Nedâmet

Pişmanlık, kaybedilmiş yollardır… Unutulmuş güzel hatıralardır… Kırılmış, incinmiş kalplerdir pişmanlık… Pişman olan insanın iyiye ihtimali vardır. Güzele, doğruya, hakka gidiş biletidir. Düzeltmeye, tamir etmeye, telafi etmeye bir ümittir. Fakat bir kalpte pişmanlık duygusunun izine rastlanmadıysa, orada doğru gitme ihtimali henüz mevzubahis olmamış demektir.

GÜZEL bir mevsimde, güzel bir iklimdeyiz. Sahurlar, iftarlar birer birer geliyor, birer birer gidiyor. İnsan bu mübârek zamana eriştiğinde şöyle bir kendine bakıyor. Aslında bu bakış öyle kendiliğinden, öyle savunmasız ve ani bir sağanak gibi indiriyor ki, hiç elde olmadan birtakım sorular ve sorunlar da beraberinde geliyor.

Sanırsam tüm tespitlerin ve uyanışların en hakikatlisi, insanın kendine yönelttiği soyut bir göz atma ile meydana geliyor.
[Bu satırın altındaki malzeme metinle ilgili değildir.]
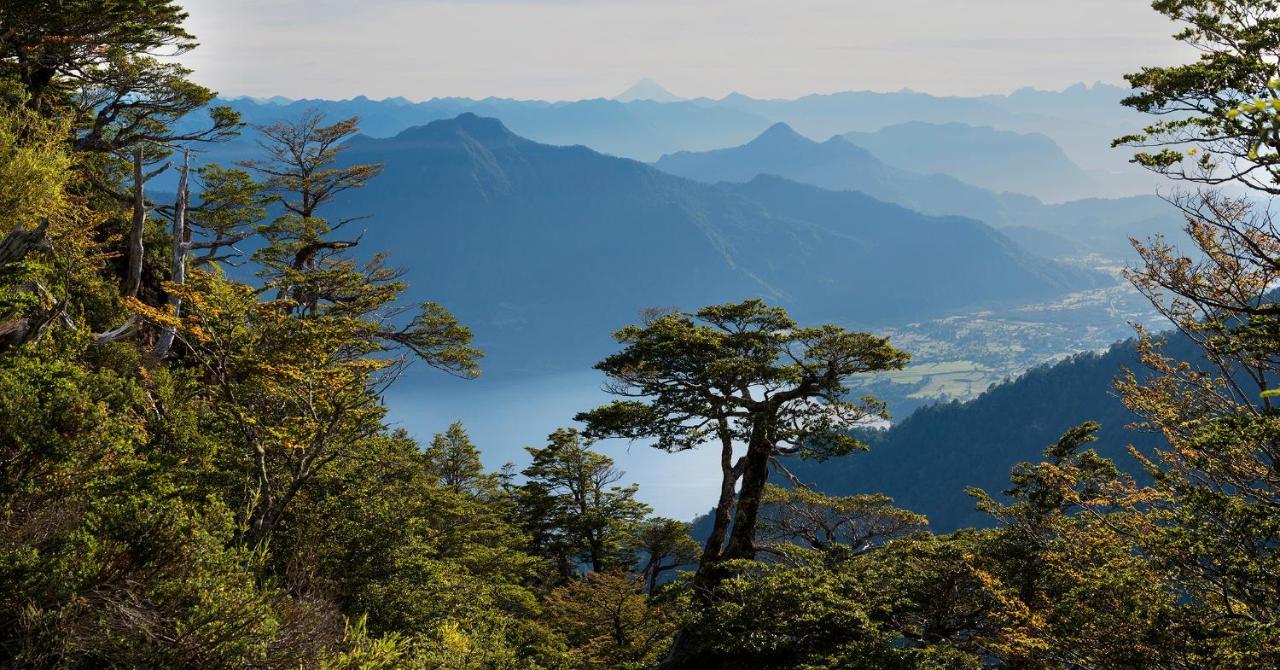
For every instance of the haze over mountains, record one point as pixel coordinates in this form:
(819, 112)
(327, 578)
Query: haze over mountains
(1093, 226)
(644, 123)
(540, 226)
(983, 156)
(544, 250)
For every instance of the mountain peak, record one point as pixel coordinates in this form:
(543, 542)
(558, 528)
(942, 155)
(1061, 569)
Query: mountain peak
(484, 130)
(647, 90)
(780, 133)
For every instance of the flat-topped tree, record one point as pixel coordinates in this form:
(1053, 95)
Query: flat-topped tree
(740, 374)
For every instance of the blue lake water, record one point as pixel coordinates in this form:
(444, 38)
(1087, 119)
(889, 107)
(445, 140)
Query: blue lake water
(503, 415)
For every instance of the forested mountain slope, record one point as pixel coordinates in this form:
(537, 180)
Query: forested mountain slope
(926, 461)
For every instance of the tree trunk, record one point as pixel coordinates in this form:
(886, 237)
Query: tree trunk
(755, 475)
(181, 246)
(705, 577)
(133, 269)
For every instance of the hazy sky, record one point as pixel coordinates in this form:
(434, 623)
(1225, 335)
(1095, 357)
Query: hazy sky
(574, 49)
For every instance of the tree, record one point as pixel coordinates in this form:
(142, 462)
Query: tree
(739, 373)
(456, 461)
(300, 375)
(96, 63)
(818, 522)
(664, 545)
(1217, 114)
(574, 511)
(609, 623)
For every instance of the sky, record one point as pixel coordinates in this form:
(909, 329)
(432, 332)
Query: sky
(580, 49)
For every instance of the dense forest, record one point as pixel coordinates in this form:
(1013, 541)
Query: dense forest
(196, 466)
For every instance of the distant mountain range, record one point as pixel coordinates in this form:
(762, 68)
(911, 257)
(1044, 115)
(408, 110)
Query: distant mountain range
(647, 90)
(1092, 226)
(996, 160)
(645, 123)
(543, 250)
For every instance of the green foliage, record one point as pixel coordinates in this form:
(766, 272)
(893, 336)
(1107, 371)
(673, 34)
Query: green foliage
(1219, 114)
(572, 510)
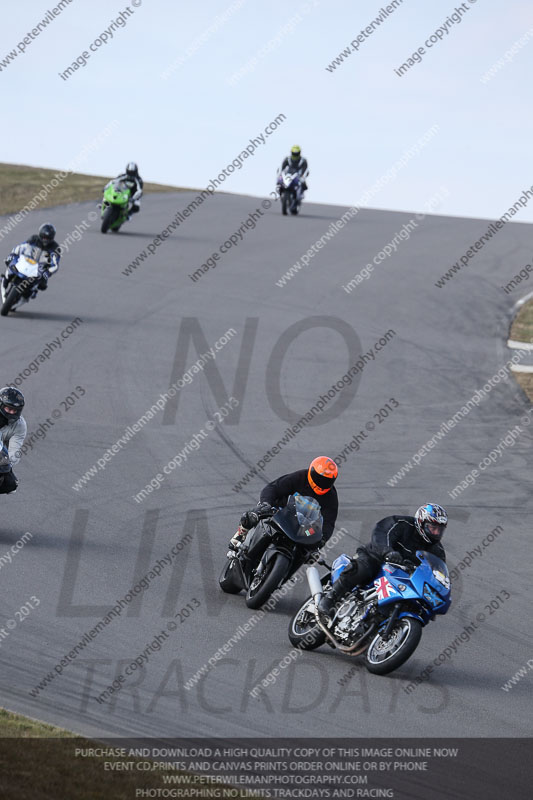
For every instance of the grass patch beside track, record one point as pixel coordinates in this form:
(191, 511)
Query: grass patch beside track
(522, 331)
(19, 184)
(37, 762)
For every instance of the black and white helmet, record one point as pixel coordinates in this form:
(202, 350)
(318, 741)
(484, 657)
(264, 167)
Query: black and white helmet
(11, 403)
(430, 522)
(47, 233)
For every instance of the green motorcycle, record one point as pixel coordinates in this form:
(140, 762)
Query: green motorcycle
(115, 205)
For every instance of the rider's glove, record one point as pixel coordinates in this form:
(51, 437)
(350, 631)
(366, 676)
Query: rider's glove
(249, 520)
(394, 556)
(264, 510)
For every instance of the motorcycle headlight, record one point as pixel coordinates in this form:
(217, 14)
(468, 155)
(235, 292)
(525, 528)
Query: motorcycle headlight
(441, 578)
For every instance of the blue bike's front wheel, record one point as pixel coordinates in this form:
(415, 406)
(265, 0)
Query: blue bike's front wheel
(385, 655)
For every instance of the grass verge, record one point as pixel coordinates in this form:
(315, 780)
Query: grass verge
(522, 331)
(19, 184)
(39, 762)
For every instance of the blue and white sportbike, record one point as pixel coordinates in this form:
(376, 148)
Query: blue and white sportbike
(382, 621)
(22, 276)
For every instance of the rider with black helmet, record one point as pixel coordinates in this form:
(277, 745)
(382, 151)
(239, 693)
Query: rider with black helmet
(132, 178)
(395, 539)
(45, 239)
(12, 434)
(296, 162)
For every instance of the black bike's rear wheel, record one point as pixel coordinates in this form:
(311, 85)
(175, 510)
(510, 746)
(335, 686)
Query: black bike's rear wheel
(229, 580)
(111, 214)
(385, 655)
(12, 297)
(304, 632)
(261, 587)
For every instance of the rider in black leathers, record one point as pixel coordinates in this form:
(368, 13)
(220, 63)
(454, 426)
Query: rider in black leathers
(316, 481)
(395, 539)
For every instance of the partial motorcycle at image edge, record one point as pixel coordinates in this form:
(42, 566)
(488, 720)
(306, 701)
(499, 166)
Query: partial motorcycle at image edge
(382, 621)
(273, 550)
(116, 205)
(21, 278)
(290, 188)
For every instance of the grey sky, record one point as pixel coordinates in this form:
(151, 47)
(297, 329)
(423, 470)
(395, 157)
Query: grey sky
(353, 123)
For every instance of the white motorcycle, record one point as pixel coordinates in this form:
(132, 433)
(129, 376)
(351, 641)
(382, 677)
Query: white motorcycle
(23, 273)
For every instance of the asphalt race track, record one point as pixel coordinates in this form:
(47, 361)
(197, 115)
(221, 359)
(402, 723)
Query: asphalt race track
(140, 333)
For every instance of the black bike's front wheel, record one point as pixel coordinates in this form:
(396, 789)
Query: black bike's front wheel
(385, 655)
(12, 297)
(262, 585)
(304, 632)
(230, 581)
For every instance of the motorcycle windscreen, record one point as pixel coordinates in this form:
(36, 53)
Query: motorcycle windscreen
(31, 252)
(301, 520)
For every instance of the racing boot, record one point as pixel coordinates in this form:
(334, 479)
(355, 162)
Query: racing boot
(329, 600)
(238, 538)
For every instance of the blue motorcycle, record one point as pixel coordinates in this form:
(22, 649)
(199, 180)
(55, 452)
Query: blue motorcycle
(383, 620)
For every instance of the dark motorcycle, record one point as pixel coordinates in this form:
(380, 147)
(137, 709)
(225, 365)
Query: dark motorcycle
(290, 190)
(383, 620)
(22, 276)
(273, 550)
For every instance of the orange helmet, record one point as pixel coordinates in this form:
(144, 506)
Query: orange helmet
(322, 474)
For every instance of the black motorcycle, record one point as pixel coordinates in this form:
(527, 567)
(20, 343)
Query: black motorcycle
(273, 550)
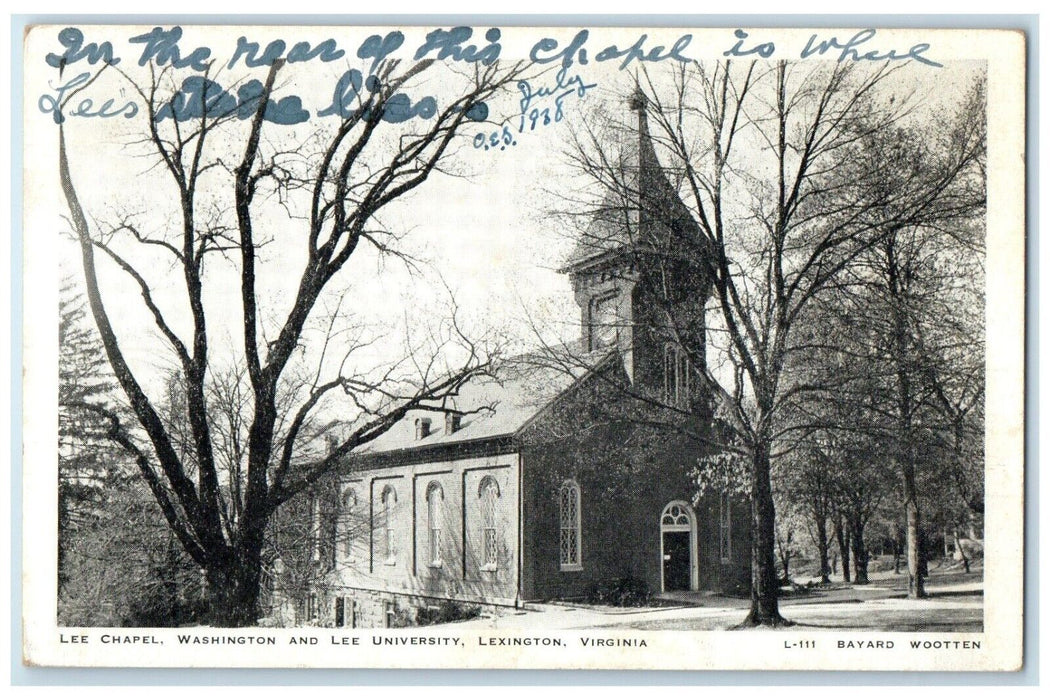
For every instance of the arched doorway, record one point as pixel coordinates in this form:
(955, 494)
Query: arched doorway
(677, 548)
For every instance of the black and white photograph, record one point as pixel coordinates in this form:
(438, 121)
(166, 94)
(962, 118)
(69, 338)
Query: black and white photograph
(523, 347)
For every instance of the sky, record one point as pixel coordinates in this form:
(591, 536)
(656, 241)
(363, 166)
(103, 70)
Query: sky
(486, 235)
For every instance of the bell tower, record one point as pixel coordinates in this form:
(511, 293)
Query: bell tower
(636, 273)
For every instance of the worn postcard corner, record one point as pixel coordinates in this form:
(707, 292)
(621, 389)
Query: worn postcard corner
(575, 347)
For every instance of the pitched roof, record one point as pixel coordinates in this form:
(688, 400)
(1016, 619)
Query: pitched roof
(639, 208)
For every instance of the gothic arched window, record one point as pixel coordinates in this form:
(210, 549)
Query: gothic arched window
(435, 499)
(349, 518)
(390, 543)
(488, 492)
(568, 500)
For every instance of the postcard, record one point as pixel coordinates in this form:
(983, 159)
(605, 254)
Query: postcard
(523, 347)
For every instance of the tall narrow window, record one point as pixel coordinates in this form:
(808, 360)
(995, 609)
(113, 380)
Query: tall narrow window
(489, 493)
(675, 376)
(315, 528)
(390, 544)
(568, 499)
(725, 528)
(435, 499)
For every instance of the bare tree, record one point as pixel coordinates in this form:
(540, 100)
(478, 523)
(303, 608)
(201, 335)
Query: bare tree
(218, 162)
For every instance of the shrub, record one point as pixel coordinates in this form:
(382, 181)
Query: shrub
(625, 592)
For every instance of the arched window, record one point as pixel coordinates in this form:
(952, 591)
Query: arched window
(568, 500)
(435, 497)
(675, 376)
(725, 528)
(488, 492)
(390, 545)
(315, 528)
(349, 520)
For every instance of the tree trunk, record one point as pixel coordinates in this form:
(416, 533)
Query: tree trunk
(825, 570)
(843, 538)
(233, 585)
(917, 588)
(898, 549)
(859, 550)
(764, 610)
(962, 551)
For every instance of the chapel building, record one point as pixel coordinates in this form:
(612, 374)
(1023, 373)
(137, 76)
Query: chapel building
(573, 467)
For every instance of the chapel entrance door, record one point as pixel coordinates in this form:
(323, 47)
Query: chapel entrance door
(678, 547)
(676, 560)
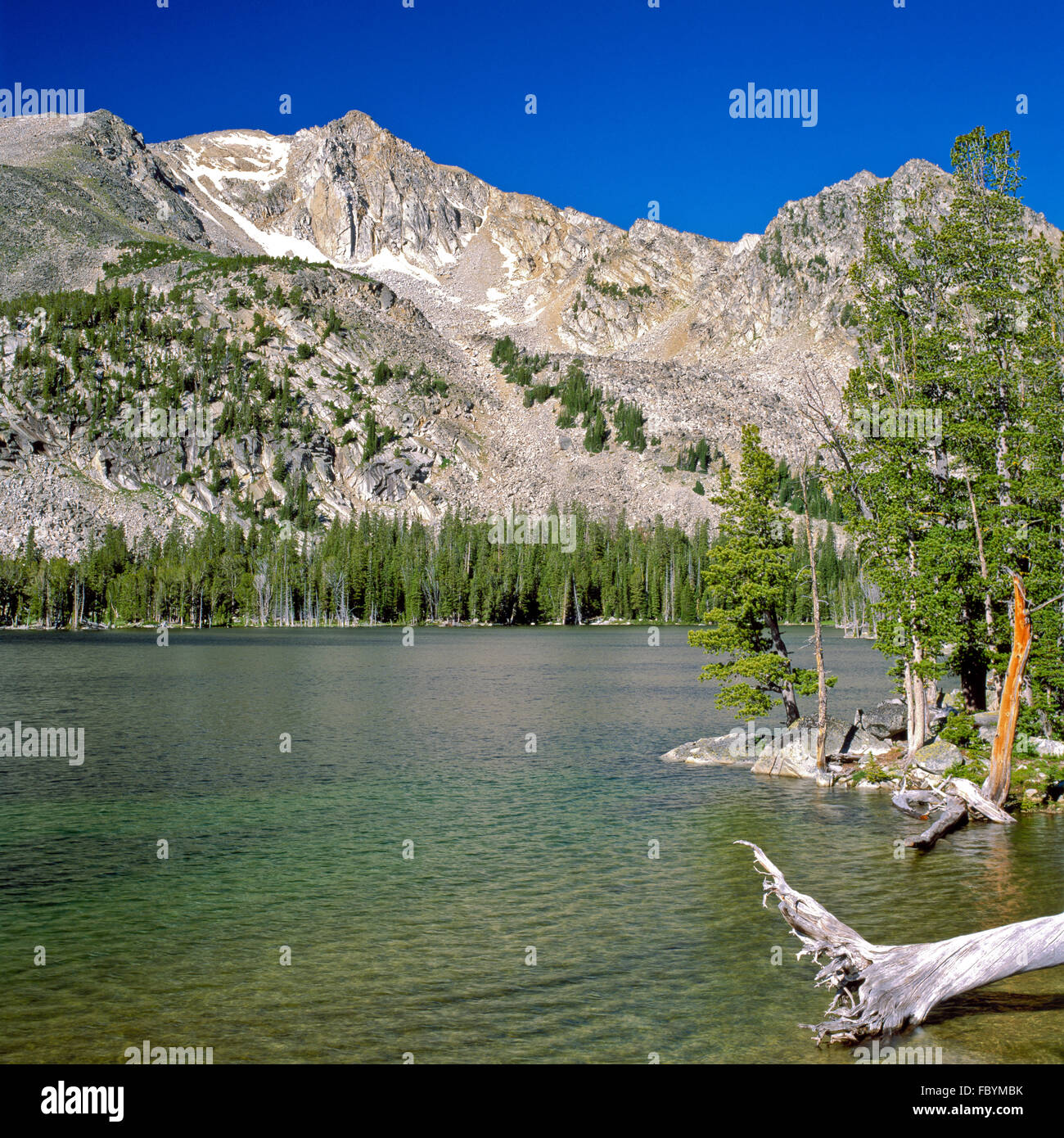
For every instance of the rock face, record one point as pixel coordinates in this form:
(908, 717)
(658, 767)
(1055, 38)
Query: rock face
(722, 750)
(793, 752)
(702, 335)
(938, 756)
(886, 720)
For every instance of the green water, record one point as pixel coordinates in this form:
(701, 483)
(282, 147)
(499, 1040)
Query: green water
(511, 849)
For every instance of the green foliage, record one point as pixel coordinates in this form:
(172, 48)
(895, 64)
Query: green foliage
(746, 578)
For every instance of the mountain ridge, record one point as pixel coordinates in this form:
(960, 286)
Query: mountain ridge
(414, 266)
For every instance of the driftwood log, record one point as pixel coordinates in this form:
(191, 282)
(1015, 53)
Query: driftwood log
(881, 989)
(958, 799)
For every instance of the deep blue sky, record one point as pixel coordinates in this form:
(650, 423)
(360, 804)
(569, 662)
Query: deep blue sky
(633, 102)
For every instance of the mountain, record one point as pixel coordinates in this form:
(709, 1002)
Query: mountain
(408, 272)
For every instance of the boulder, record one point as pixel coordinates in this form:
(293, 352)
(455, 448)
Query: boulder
(792, 752)
(938, 757)
(988, 725)
(886, 720)
(720, 750)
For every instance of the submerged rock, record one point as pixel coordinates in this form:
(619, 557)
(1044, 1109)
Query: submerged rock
(792, 752)
(720, 750)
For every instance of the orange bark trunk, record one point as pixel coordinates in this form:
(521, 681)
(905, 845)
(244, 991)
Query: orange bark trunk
(996, 787)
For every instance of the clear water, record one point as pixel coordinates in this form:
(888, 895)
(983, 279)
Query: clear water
(511, 849)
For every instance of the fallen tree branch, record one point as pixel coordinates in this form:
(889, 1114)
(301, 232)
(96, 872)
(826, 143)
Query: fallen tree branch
(880, 989)
(963, 798)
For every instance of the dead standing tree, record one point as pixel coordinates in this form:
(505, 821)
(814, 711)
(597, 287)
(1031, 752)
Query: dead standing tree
(958, 798)
(880, 989)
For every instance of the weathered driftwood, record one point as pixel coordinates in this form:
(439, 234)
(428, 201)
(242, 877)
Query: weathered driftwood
(954, 815)
(880, 989)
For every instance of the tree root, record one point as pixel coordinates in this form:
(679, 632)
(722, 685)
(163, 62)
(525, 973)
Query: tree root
(880, 989)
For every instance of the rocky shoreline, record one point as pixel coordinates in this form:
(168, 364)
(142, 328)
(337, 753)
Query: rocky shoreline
(871, 755)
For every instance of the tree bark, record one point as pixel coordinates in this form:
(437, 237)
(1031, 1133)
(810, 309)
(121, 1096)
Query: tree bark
(881, 989)
(822, 776)
(996, 787)
(787, 690)
(991, 680)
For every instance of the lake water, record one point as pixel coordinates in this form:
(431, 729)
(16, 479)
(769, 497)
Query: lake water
(428, 744)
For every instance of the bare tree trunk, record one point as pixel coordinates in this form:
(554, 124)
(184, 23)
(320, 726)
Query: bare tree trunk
(822, 778)
(881, 989)
(787, 690)
(996, 785)
(993, 682)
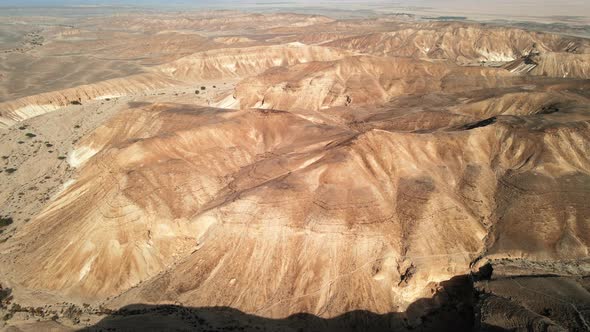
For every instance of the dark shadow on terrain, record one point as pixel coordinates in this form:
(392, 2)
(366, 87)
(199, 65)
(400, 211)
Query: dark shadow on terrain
(450, 309)
(480, 124)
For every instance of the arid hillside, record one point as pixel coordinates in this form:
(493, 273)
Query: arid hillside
(293, 172)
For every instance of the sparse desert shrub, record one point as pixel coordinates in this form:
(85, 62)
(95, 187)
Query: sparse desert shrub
(5, 221)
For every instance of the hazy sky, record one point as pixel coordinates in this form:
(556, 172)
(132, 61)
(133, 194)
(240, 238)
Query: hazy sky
(496, 7)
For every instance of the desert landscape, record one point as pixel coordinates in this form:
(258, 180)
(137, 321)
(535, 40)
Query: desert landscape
(292, 170)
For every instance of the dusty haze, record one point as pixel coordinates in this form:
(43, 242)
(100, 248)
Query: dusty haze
(382, 167)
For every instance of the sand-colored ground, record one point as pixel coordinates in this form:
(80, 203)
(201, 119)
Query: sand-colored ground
(351, 170)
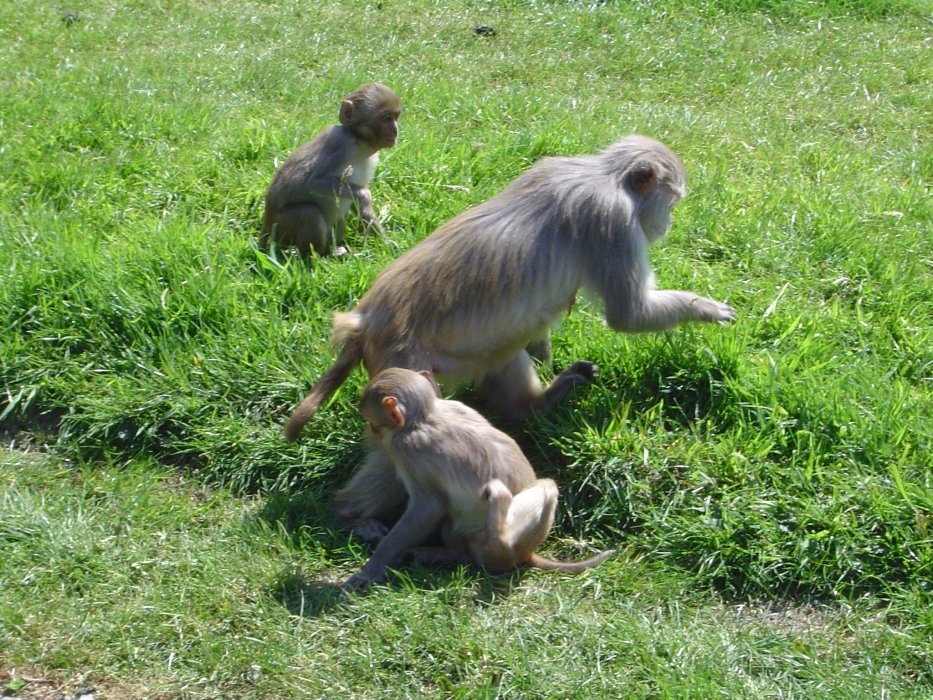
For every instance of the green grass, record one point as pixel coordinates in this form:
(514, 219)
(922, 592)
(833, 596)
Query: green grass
(770, 484)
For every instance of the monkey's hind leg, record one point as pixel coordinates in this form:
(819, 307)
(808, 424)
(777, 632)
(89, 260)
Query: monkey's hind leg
(373, 492)
(515, 392)
(304, 226)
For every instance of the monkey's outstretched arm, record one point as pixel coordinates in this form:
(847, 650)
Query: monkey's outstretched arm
(661, 309)
(424, 512)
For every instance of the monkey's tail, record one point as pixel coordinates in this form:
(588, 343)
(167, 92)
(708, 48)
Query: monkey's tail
(570, 567)
(347, 334)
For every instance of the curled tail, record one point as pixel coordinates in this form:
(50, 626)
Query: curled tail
(347, 334)
(570, 567)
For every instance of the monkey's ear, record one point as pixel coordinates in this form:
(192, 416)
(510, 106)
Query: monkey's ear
(394, 410)
(642, 178)
(346, 112)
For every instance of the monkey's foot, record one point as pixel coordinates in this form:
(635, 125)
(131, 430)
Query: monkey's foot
(370, 531)
(433, 556)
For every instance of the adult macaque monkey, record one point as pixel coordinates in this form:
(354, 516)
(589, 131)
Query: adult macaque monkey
(468, 299)
(311, 194)
(459, 473)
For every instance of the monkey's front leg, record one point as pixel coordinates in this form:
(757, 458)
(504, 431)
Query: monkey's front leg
(423, 514)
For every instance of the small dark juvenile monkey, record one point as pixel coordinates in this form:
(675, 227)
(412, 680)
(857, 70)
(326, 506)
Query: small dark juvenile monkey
(460, 473)
(311, 194)
(468, 300)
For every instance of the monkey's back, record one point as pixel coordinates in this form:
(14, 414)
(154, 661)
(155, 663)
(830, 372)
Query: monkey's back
(491, 279)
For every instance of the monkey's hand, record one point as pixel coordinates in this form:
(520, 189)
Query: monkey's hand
(713, 311)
Bu elbette hakikatli olduğu ölçüde, nedâmetle de eş anlamlı bir duygu birikimini ayyuka çıkarıyor. 

Nedâmet… Ne riyasız bir hissediş! Can yakıcı bir karakteri var, doğru… Fakat bir o kadar da gerçekçi. Bir düşündüm de, binbir çeşit duygu ve akıl yürütme safhası içinde bu acımtırak hissediş olmasaydı, koca koca boşlukları dolduracak o elzem parçaları bulmak mümkün olmayacaktı. Çünkü ancak bir hüzün ve pişmanlık içinde olanın bir arayış derdi olur. Ve ancak bir arayışta olanın bulabileceği ihtimaller vardır. Kayıp ve yazık parçaları bulabilmenin yolu aramak, arayabilmenin yolu da dertlenmektir. 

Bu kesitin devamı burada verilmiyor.